Part of the tension of sexual tension comes from the difference between what the parties feel and what they reveal. This produces a series of practices, such as verbal sparring, disagreement, flirtation, and touching, that the parties and witnesses to the tension translate as sexual interest. The parties themselves often deny this tension for a period of time, as the sexual tension produced by not identifying the interest as sexual is often pleasurable. Another part of the tension of sexual tension is whether or when sexual interest will become overt. In this context tension refers to the sense that a state of affairs is stretched to the limit; that an apparent balance will soon explode. Sexual tension exists as parties wait to see how long it will take for what appears to be calm disinterest to become violent passion.

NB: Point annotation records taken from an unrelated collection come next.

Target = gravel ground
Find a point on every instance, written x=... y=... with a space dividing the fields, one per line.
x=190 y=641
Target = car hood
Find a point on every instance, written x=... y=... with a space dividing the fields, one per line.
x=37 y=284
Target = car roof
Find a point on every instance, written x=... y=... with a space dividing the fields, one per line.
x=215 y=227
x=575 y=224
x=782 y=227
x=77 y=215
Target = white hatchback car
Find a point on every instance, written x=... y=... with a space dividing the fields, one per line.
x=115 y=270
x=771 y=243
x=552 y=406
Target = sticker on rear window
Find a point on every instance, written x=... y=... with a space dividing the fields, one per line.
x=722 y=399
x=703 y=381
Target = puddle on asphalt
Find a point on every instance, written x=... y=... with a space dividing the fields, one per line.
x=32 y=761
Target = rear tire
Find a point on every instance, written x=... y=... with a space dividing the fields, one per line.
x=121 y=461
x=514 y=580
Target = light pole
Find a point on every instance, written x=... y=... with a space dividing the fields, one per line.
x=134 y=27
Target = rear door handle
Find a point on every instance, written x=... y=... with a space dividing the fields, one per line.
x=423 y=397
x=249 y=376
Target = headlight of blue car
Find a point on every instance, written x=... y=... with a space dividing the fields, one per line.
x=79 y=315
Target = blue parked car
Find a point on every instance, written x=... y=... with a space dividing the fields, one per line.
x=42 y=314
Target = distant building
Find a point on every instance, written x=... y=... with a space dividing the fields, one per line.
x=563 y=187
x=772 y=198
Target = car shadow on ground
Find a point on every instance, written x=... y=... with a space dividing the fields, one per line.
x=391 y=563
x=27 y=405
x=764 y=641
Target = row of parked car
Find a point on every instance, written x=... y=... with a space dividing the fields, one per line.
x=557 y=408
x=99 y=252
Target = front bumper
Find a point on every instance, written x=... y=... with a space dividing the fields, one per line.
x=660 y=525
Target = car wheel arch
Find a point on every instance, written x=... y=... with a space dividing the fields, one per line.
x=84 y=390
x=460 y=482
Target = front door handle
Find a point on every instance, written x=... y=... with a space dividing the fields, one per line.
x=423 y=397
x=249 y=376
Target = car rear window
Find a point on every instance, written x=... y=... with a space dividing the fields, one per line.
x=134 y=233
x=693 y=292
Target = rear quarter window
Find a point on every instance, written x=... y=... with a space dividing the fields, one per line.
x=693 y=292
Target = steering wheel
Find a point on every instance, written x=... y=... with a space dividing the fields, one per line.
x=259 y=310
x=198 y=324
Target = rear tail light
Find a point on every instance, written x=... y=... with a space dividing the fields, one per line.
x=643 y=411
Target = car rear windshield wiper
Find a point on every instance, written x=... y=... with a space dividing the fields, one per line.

Sexual tension may comprise the first stages of a sexual relation, provide pleasure in an indefinite extension, or remain permanently unresolved. Outward manifestations of sexual tension may assume various forms, from one person ignoring the other, to longing glances from afar, to friendly flirtation, to arguments and hostility. As noted previously many of these expressions of sexual tension are familiar clues to the incipient romance of characters in novels, plays, and films. The way that characters look at one another is one cue for sexual tension in film; disagreement and annoyance often foreshadows intimate involvement.
Sexual tension is often palpable both to the parties involved and to those around them. The feeling of tension perceived by others may be the result of the parties' communicating excitement through agitation, excessive talking or movement, paying persistent or obsessive attention to the other person while denying an interest, and engaging in unnecessary or illogical behaviors designed to enable contact. In addition, both parties and witnesses may pick up even more subtle physiological and chemical clues, such as pheromones, adrenalin, and general agitation and nervousness.
Generally in Europe and North America the accepted course of sexual relations involves an initial period of sexual tension, during which flirtation and delayed physical contact increase desire and intensify sexual feelings when they are eventually released. This first stage, however, need not be acted upon, particularly if one of the parties is in a position of disadvantage, as happens in relations between students and teachers, or in the case of good friends who prefer not to alter their friendship by becoming sexually intimate.
see also Foreplay.
BIBLIOGRAPHY
Givens, David. 2006. Love Signals: A Practical Field Guide to the Body Language of Courtship. New York: St. Martin's Press.
Lloyd-Elliot, Martin. 1996. Secrets of Sexual Body Language. Berkeley, CA: Ulysses Press.